I think too much energy is being spent on worrying about boogeymen. Now we have people asking if maybe N frame revolvers should not be fired at all in DA mode (again, see Ron in PA's original post). Good Lord! S&W has been making N frames for nearly 100 years and if there were serious problems with using them in DA mode I would think such troubles would be well documented by this point and I would like to think that I would have heard of it before now. But, as you note, I don't know everything there is to know. What I do know is that I want to see something concrete before I subscribe to rumors and begin declaring that the sky is falling.
 
It is not the normal double action shooting that causes the wear. It's when you pull the trigger as fast as you can keep it on target like in the action shooting games of today that the wear shows up. It's not a worry, just a warning so many of the fine old revolvers don't get subjected to this. The parts needed to correct these guns are now beginning to be in short supply. Peen your recessed cylinder beyond repair and there may not be another one to replace it without considerable expense. The guns used today are the newer Model 625 and the 8 shot Model 627. Both have lighter cylinders that tend to hold up better in the action paced games. Both also have readily available parts if needed.
Colt's by design locks up tighter than a S&W, but to achieve this it has to use 2 small parts. These parts do wear if shot extremely fast and the timing is lost. That gunsmith you refered to may not have been certified with Colts and knew to not try to work on one. It is a diferent design than a S&W and not all 'smiths work on them (or should not that is).
If you read this thread you will see several posters talking of the N-frame problems and they all point to one style of shooting. You want concrete evidence? Call S&W and ask them if there are any ill effects to shooting the N-frame in the fast double action shooting.
 
Since no one has pointed this out yet I will take the opportunity...

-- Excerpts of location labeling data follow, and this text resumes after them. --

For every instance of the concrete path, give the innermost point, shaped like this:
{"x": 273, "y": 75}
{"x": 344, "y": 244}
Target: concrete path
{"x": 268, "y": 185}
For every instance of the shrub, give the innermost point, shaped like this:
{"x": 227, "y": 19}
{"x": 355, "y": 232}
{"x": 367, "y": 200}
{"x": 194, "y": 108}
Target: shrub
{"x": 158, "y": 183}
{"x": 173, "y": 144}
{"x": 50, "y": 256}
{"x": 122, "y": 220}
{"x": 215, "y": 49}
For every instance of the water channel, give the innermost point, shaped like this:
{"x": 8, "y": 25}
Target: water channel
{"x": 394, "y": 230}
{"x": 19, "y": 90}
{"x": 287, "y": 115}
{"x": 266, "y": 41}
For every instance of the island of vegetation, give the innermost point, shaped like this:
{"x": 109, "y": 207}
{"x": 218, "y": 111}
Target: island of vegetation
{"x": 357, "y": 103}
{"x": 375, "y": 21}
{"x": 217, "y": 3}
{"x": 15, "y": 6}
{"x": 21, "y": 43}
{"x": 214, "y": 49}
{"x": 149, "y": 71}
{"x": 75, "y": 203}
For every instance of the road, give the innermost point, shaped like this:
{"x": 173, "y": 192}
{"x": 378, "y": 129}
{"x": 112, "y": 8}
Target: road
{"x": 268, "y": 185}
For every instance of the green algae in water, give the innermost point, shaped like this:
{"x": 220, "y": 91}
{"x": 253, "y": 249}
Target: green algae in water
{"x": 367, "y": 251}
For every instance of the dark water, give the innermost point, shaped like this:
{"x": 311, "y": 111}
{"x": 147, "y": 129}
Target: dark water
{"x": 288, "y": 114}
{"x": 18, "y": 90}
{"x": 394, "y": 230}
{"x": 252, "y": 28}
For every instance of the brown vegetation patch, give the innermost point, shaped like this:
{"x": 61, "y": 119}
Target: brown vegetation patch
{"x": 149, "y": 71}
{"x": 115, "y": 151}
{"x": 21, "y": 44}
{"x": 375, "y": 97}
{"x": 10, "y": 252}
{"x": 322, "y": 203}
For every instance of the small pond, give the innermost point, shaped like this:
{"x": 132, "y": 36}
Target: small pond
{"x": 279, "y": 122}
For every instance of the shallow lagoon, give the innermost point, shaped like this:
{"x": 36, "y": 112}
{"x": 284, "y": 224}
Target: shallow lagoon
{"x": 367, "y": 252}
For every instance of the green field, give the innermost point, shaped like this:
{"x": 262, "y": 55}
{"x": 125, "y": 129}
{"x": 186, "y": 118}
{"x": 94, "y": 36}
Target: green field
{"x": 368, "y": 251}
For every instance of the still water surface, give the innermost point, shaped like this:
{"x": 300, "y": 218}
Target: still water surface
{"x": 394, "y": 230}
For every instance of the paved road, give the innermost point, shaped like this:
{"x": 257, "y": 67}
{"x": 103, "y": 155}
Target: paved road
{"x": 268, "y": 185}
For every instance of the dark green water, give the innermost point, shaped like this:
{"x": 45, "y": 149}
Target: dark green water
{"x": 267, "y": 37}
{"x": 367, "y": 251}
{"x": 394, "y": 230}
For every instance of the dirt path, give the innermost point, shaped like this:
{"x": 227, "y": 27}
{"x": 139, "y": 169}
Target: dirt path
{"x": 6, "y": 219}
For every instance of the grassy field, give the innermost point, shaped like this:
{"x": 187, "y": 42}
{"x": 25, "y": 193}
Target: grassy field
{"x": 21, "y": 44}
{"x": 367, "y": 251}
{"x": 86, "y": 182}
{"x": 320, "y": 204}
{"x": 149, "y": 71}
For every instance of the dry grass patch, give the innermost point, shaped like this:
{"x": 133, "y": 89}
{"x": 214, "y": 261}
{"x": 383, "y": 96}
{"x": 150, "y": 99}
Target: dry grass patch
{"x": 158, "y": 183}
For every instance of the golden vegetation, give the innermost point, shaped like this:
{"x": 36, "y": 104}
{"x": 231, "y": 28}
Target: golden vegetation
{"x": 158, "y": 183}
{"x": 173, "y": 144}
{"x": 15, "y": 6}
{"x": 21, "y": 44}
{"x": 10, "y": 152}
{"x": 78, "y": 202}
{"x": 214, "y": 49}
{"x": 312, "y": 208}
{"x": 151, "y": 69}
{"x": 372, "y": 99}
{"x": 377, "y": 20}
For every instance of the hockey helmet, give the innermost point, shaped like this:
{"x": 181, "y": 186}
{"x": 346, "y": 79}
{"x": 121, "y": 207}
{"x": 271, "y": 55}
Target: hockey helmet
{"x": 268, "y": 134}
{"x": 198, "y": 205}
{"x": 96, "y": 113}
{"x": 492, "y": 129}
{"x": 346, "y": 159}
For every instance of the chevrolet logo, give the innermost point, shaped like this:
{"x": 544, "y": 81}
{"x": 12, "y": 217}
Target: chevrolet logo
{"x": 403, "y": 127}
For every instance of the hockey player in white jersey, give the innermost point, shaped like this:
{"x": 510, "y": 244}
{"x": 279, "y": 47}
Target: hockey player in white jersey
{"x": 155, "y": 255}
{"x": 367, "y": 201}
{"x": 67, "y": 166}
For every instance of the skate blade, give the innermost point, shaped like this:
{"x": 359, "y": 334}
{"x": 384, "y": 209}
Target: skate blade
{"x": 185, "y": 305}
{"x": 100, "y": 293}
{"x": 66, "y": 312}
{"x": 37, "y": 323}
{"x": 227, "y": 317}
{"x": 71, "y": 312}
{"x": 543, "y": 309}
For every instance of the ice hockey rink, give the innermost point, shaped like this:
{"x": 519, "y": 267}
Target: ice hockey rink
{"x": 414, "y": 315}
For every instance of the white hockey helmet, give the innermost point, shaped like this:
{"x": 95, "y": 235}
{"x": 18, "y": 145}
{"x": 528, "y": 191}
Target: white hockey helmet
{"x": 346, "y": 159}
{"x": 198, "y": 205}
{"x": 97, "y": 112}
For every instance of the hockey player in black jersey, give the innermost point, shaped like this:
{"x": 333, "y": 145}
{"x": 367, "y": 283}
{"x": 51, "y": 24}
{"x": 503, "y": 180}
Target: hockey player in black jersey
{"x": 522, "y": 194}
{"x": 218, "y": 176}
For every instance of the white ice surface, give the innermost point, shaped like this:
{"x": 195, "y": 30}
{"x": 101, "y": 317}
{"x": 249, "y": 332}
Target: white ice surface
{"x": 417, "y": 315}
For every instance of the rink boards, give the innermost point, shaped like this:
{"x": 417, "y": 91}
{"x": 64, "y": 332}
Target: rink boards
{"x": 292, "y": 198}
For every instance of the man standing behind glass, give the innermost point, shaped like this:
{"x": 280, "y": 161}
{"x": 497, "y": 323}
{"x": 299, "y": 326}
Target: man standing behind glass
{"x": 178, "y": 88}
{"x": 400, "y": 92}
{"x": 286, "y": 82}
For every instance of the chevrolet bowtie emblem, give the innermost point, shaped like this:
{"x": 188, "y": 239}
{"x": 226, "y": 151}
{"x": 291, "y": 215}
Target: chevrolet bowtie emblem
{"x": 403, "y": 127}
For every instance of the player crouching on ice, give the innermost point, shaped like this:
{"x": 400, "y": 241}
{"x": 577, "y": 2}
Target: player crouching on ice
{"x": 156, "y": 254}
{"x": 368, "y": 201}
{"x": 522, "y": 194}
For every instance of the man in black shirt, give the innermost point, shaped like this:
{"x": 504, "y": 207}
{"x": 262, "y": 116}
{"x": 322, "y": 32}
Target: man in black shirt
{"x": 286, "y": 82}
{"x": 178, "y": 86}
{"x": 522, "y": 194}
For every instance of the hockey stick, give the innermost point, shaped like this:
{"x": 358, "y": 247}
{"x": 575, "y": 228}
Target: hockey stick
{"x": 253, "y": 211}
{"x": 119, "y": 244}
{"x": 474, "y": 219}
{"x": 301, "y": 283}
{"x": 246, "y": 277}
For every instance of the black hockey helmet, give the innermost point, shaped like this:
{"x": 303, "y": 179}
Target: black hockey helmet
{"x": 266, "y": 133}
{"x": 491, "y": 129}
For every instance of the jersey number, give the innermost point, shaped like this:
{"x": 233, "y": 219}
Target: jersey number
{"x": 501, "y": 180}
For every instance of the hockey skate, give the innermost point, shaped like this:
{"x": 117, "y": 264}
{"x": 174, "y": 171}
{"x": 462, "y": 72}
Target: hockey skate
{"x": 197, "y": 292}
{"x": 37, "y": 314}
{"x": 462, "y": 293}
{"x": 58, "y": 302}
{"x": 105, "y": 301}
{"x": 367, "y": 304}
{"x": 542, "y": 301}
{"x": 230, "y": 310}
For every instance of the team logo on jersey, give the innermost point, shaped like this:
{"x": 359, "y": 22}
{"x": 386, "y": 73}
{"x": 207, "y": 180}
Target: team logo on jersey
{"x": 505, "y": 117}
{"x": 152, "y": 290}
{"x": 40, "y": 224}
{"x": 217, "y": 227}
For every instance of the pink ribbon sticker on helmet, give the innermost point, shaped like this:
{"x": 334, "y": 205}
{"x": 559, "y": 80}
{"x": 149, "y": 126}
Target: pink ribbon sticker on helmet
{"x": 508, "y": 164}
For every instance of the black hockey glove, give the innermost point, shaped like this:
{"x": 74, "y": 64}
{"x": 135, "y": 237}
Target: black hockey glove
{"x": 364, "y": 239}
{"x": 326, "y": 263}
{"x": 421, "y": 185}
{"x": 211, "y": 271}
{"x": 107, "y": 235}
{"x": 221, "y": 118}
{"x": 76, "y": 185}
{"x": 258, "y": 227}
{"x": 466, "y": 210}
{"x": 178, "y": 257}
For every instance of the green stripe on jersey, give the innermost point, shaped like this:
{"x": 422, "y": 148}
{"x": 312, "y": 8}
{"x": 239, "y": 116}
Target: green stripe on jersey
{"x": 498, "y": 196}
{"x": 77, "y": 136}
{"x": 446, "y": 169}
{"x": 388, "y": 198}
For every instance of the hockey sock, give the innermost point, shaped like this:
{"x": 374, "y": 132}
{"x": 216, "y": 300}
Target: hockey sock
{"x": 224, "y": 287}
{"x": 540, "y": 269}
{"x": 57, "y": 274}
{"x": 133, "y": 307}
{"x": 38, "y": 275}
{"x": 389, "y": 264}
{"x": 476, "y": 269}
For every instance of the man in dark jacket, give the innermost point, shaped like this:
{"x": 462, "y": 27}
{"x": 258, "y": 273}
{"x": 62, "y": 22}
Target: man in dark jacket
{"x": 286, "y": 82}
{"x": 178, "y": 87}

Colt revolvers have the cylinder bolt (which S&W calls the "cylinder stop") offset so that the notch in the cylinder is located in the web between chambers. Because of this the notches can be made deeper and better resist peening. Smith and Wesson revolver cylinders have the notch directly under the chamber, and as a result they aren't made so deep.

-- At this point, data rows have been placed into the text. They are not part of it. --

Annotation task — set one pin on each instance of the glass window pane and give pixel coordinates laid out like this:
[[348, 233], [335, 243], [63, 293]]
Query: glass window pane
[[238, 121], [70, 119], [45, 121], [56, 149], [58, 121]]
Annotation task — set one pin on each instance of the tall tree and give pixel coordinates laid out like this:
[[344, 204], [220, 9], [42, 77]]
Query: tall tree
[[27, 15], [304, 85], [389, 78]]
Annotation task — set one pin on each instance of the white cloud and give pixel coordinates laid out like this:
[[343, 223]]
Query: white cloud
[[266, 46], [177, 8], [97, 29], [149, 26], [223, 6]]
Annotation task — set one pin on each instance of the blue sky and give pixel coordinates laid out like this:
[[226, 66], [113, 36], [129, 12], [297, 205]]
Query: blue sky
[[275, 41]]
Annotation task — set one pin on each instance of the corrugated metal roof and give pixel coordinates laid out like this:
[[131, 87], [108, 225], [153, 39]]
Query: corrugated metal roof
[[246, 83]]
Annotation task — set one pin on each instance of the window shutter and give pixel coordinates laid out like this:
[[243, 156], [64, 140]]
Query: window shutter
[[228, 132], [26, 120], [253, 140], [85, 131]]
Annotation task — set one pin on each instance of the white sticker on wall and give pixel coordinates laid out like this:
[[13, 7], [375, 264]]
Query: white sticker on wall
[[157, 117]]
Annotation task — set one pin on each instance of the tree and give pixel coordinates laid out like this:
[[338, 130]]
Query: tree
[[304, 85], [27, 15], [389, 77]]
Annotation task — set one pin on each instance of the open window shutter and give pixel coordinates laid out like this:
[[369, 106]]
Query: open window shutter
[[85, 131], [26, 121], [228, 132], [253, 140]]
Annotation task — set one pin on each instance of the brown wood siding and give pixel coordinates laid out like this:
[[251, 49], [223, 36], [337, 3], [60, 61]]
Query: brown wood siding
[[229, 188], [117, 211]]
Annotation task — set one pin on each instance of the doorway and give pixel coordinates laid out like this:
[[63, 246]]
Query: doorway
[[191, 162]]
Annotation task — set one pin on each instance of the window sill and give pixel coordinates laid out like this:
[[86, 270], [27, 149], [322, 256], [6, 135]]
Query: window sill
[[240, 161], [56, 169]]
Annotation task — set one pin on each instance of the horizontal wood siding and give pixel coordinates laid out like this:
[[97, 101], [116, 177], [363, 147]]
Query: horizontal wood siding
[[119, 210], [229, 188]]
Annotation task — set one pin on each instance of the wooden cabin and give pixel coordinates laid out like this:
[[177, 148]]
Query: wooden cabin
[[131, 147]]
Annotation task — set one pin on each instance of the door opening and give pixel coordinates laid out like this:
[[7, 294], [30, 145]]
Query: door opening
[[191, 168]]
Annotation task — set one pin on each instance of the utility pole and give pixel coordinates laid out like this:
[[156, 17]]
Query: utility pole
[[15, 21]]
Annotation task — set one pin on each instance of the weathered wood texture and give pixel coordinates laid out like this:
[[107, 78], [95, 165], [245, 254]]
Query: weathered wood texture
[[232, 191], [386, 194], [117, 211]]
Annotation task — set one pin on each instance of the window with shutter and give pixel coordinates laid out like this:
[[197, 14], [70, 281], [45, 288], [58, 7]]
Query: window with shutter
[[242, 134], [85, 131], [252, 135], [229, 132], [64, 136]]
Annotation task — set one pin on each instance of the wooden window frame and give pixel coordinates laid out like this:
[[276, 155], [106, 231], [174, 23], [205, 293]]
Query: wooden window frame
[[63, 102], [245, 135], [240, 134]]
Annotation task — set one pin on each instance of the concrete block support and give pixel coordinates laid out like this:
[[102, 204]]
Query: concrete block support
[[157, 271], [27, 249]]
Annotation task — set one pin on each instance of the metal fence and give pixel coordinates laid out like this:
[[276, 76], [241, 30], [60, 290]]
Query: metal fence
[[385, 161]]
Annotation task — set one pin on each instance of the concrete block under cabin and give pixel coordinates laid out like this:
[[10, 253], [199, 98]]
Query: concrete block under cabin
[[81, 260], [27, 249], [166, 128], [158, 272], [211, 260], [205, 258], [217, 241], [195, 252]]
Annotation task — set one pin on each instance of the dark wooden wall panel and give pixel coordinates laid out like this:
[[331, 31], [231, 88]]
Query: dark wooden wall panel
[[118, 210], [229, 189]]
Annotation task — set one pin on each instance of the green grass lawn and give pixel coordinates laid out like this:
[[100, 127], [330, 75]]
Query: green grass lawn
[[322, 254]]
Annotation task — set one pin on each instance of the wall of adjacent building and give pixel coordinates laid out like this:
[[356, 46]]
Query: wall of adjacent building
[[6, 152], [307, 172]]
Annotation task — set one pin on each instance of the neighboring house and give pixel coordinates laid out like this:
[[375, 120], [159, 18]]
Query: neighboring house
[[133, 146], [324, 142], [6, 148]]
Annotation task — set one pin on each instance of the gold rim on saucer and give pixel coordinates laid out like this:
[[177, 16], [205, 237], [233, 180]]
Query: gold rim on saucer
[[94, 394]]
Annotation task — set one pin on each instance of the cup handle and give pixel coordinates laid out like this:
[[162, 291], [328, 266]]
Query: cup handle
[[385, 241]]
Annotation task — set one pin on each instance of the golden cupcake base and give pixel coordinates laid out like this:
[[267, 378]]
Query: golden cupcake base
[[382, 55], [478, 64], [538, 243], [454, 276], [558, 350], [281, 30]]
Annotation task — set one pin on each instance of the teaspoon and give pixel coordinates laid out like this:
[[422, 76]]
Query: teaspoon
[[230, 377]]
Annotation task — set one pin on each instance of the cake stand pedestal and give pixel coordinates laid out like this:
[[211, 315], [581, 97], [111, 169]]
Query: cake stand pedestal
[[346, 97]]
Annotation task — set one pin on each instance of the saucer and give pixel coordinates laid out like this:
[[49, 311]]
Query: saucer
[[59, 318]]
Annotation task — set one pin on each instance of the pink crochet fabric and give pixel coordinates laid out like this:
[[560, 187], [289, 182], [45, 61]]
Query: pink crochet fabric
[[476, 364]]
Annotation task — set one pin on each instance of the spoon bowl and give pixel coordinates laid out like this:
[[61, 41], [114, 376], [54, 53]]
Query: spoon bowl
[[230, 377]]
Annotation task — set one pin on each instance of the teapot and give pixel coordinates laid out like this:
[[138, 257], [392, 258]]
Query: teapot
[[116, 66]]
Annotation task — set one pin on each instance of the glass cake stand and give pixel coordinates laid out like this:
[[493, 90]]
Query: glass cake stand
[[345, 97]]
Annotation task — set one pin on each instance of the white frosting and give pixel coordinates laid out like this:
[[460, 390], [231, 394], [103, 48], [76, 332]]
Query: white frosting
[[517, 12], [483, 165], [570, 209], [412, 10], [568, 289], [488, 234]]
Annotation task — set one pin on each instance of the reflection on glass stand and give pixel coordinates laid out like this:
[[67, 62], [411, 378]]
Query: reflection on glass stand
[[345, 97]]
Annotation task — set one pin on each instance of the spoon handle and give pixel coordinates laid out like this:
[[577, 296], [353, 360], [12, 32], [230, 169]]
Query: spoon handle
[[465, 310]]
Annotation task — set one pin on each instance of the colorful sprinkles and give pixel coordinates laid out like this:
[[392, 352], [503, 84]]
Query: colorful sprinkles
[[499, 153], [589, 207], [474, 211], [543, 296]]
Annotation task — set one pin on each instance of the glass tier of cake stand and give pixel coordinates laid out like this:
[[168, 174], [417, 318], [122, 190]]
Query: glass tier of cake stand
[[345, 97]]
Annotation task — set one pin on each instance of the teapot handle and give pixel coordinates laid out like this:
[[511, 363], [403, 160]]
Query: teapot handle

Another thing not touched on is the practice of some to use lighter main and rebound springs. This in effect makes it possible to pull the trigger faster, which revolves the cylinder faster, and if the gun isn’t timed for fast double-action the result may be excessive peening of the notches.

Any time you have the cylinder revolving at a faster-then-usual speed, and it is suddenly stopped by the interaction of a block (the cylinder stop ball) entering a notch in the cylinder, battering or peening is a probable result.
 
Very interesting note on the Colts, Fuff--thanks for sharing that. I'm surprised HSMITH hasn't come by this thread--he's got some direct experience with this phenom, IIRC.
 
HSMITH has posted some useful comments. Go back a few posts.

In reply to HSMITH:

Your experience, which is obviously considerable, is what I would expect. Any S&W revolver can be "adjusted" (retimed and some other things) for extensive double-action shooting to reduce the effect of peening over time, and frequent tune-ups help. However peening can't be eliminated under these circumstances.

Back during the latter years of the 19th century Smith & Wesson addressed this problem by milling a second and wider notch next to the cylinder stop cuts. They then press fitted and staked a hardened insert into this second slot. When the cylinder was finished the insert was so finely fitted that one couldn't see it, except with a magnifying glass - or at least that's the way it is with me. As a result I have seen (and owned) many well-used .32 and .38 top-break revolvers that still locked up like a bank vault.

Of course no one would do such a thing today.